The Board of Supervisors Tuesday approved a plan to convert a winter shelter in Sylmar to year-round bridge housing for homeless women seeking a permanent place to live.

Nearly one-third of homeless individuals in Los Angeles County are women, but only 17 percent of emergency shelter beds are dedicated to women, said Supervisor Sheila Kuehl who championed the board motion.

“Women desperately need housing and services,” Kuehl said, adding that they are often uncomfortable spending the night in a coed shelter.

Safety is a particular concern for women, and shelters are typically open only overnight.

“Who knows what was happening during the day on the street,” Kuehl said.

The new facility will be operated in the Sylmar Armory and will be open 24 hours a day, seven days a week.

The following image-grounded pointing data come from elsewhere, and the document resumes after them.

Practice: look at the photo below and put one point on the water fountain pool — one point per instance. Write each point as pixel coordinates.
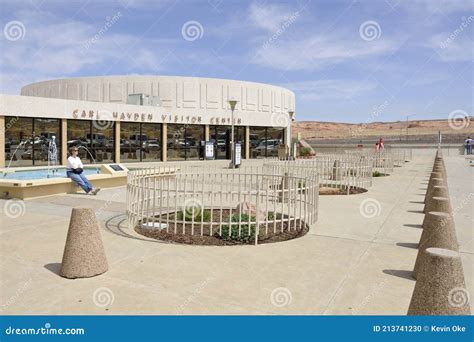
(43, 173)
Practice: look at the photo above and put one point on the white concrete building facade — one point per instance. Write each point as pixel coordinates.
(173, 119)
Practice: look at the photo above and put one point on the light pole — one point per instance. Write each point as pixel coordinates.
(232, 104)
(290, 143)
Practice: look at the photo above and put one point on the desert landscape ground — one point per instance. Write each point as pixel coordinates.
(415, 130)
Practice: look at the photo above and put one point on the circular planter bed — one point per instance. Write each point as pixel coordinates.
(197, 234)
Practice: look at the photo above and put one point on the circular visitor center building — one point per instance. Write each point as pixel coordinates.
(143, 119)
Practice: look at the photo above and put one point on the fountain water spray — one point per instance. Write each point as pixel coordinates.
(92, 157)
(52, 156)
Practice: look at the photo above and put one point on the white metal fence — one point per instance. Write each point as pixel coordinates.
(341, 171)
(246, 205)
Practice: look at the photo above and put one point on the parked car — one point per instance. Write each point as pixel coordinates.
(270, 145)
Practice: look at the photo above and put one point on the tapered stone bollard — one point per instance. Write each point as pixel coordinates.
(438, 231)
(440, 289)
(84, 254)
(435, 191)
(441, 204)
(431, 184)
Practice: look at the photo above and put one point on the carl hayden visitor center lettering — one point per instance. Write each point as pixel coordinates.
(120, 119)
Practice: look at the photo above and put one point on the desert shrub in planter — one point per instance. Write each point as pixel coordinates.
(198, 215)
(231, 232)
(305, 152)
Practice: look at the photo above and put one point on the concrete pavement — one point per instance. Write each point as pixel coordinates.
(356, 260)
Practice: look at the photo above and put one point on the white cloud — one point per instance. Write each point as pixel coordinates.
(56, 46)
(445, 6)
(269, 17)
(318, 51)
(459, 49)
(317, 90)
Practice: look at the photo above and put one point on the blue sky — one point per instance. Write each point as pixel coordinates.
(347, 61)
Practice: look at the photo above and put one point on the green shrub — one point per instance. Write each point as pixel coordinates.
(198, 215)
(232, 233)
(271, 216)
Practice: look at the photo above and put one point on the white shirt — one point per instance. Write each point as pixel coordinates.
(74, 163)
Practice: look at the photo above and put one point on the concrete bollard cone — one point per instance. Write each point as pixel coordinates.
(435, 191)
(431, 184)
(84, 254)
(440, 289)
(438, 231)
(440, 204)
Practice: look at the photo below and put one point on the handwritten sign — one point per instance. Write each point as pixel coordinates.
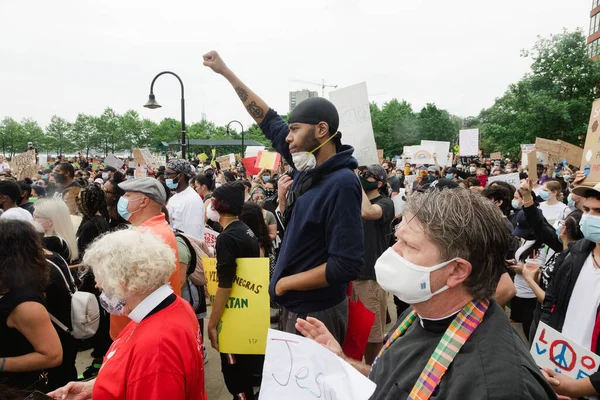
(552, 147)
(469, 142)
(551, 349)
(268, 160)
(299, 368)
(352, 104)
(248, 301)
(441, 150)
(512, 179)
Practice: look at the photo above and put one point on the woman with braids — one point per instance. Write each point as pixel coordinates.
(91, 203)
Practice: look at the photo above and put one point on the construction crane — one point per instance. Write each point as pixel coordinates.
(322, 84)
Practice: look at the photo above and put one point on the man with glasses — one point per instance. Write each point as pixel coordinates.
(377, 214)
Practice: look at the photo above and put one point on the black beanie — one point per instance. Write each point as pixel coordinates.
(314, 110)
(232, 195)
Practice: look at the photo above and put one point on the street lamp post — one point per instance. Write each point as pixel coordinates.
(153, 104)
(242, 126)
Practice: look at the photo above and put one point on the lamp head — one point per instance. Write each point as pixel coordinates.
(152, 104)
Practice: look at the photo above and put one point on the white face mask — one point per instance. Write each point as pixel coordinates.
(405, 280)
(212, 214)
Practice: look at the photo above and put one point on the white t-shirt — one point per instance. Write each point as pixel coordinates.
(186, 212)
(557, 212)
(581, 313)
(17, 213)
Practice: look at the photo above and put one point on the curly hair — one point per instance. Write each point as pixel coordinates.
(22, 260)
(91, 201)
(124, 272)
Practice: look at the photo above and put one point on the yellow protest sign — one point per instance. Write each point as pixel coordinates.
(246, 320)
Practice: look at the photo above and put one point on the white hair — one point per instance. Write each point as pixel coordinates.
(130, 262)
(58, 211)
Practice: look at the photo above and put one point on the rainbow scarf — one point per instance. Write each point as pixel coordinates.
(459, 331)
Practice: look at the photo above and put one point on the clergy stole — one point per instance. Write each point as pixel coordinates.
(459, 331)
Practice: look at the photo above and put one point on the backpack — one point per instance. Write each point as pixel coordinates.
(85, 312)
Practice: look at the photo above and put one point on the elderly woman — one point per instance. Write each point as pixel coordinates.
(158, 355)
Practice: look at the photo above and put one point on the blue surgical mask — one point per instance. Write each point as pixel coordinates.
(590, 227)
(171, 184)
(516, 205)
(570, 201)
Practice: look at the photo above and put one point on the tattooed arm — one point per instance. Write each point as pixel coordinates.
(255, 106)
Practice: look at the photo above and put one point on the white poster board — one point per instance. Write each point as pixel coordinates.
(441, 150)
(512, 179)
(352, 104)
(469, 142)
(551, 349)
(298, 368)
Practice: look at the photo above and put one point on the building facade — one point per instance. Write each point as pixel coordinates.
(300, 95)
(594, 35)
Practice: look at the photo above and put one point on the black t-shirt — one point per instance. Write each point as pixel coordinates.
(56, 245)
(377, 236)
(236, 241)
(394, 184)
(13, 343)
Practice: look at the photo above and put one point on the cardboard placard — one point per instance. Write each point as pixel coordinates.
(532, 162)
(552, 147)
(353, 107)
(268, 160)
(551, 349)
(469, 142)
(248, 301)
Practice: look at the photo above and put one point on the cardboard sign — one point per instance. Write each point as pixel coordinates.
(441, 150)
(244, 324)
(552, 147)
(352, 104)
(23, 165)
(469, 142)
(512, 179)
(268, 160)
(551, 349)
(423, 155)
(590, 161)
(297, 368)
(224, 162)
(571, 153)
(532, 162)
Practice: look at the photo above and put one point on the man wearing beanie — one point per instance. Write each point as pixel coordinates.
(323, 245)
(236, 241)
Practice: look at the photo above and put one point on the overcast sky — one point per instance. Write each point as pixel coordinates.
(69, 56)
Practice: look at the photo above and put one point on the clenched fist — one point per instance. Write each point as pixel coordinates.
(213, 60)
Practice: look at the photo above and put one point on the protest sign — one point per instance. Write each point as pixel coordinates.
(298, 368)
(441, 150)
(246, 319)
(590, 161)
(532, 162)
(352, 104)
(551, 349)
(112, 161)
(552, 147)
(423, 155)
(268, 160)
(512, 179)
(224, 162)
(469, 142)
(571, 153)
(23, 165)
(210, 237)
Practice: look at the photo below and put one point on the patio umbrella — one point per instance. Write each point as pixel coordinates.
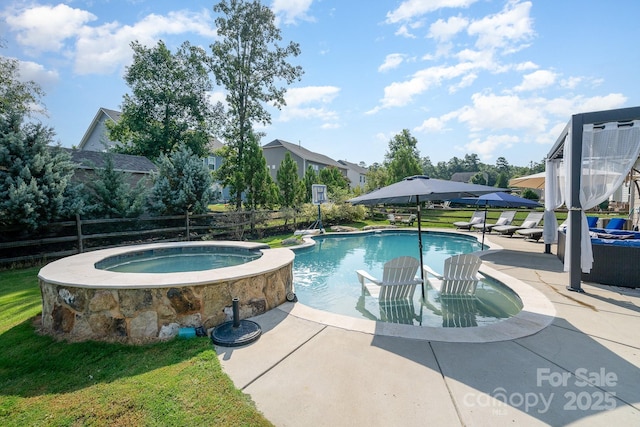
(498, 199)
(529, 181)
(420, 188)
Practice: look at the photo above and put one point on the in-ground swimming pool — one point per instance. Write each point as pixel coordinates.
(325, 278)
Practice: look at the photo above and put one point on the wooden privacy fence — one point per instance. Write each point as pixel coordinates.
(61, 239)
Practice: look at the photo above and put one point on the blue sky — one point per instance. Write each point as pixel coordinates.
(490, 77)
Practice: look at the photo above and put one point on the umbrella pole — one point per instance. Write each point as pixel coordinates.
(484, 226)
(420, 245)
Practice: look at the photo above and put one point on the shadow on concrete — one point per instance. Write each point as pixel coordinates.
(557, 376)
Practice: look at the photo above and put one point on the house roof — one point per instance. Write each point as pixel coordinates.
(462, 176)
(121, 162)
(357, 168)
(111, 114)
(214, 144)
(304, 153)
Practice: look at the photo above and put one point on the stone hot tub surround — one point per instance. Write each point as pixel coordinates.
(81, 302)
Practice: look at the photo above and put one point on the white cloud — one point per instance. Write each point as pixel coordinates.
(571, 82)
(599, 103)
(507, 30)
(292, 10)
(432, 124)
(497, 112)
(444, 30)
(32, 71)
(486, 147)
(411, 9)
(104, 48)
(403, 31)
(393, 60)
(537, 80)
(302, 104)
(399, 94)
(46, 28)
(526, 66)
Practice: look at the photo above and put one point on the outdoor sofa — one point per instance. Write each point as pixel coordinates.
(615, 257)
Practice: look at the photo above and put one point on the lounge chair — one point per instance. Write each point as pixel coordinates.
(506, 218)
(460, 275)
(478, 217)
(531, 233)
(615, 224)
(409, 220)
(398, 279)
(531, 221)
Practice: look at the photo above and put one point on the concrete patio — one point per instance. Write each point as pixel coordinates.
(582, 369)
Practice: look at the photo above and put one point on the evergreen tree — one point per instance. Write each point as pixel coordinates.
(182, 183)
(288, 182)
(16, 96)
(35, 178)
(259, 185)
(111, 196)
(310, 178)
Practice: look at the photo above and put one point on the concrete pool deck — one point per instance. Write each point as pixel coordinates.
(303, 372)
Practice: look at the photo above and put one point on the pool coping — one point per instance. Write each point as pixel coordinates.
(79, 270)
(537, 312)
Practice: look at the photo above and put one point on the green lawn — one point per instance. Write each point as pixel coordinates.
(46, 382)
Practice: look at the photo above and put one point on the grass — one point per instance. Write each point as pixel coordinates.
(55, 383)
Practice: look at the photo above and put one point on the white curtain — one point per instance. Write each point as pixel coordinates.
(608, 153)
(553, 198)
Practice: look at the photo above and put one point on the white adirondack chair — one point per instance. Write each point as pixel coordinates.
(460, 275)
(478, 217)
(398, 279)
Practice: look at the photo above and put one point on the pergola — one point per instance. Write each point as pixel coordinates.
(592, 157)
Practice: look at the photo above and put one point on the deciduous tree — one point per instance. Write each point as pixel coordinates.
(250, 64)
(169, 102)
(403, 158)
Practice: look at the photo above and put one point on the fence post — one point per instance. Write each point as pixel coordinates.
(79, 231)
(187, 225)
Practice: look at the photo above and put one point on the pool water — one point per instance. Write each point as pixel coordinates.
(177, 260)
(325, 278)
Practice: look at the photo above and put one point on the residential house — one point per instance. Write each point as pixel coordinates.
(462, 176)
(135, 167)
(95, 138)
(275, 151)
(356, 174)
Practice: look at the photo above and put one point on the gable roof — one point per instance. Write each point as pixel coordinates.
(304, 153)
(121, 162)
(462, 176)
(357, 168)
(214, 144)
(111, 114)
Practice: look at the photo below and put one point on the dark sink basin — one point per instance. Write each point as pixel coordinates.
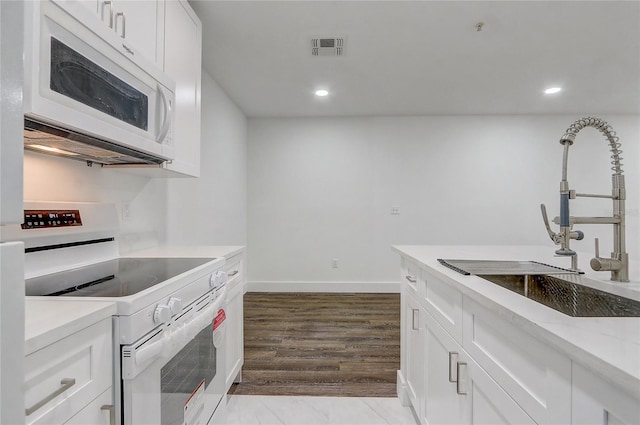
(568, 297)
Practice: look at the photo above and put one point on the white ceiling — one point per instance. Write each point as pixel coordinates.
(425, 57)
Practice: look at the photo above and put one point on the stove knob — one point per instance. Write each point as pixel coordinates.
(162, 314)
(175, 305)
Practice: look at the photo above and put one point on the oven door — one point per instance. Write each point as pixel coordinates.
(175, 375)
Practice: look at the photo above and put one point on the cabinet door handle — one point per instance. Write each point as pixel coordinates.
(124, 23)
(110, 4)
(65, 384)
(453, 369)
(112, 413)
(459, 389)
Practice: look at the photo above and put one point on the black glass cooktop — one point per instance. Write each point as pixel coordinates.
(113, 278)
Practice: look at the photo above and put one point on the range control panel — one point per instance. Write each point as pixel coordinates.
(42, 219)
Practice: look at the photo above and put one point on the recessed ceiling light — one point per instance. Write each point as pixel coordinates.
(553, 90)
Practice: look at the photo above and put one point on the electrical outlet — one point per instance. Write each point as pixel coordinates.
(126, 210)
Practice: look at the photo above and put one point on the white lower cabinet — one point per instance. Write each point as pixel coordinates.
(67, 376)
(457, 390)
(595, 401)
(414, 364)
(235, 320)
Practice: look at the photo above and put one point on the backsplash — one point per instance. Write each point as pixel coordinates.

It will offer 85 beds and social services in the San Fernando Valley, where an estimated 2,762 women are homeless and there are currently no women- only shelters.

“This short-term crisis housing will include access to long-term housing options and supportive systems to help these women rebuild their lives,” said Supervisor Kathryn Barger, who co-authored the motion.

Kuehl called the shelter “a community solution.”

Though she acknowledged that support is “never 100 percent,” Kuehl thanked community leaders who helped facilitate public hearings and outreach to local residents.

“Homelessness is not a problem to be solved in one district,” Kuehl said. “We need to pick up our responsibility countywide.”

Ann Job of the Sylmar Neighborhood Council helped build local support.

“Voters passed Measure H with strong support,” Job said, referring to the quarter-cent sales tax increase approved in March. “Now it is incumbent upon Sylmar and many other communities in L.A. to step up and help provide homes for everyone.”

Ultimately, Kuehl said, the county hopes to buy the armory from the National Guard and make more extensive renovations. For now, it will lease the building and do limited work to rehabilitate the building, using Measure H funding.

A county source said start-up costs were preliminarily estimated at $500,000.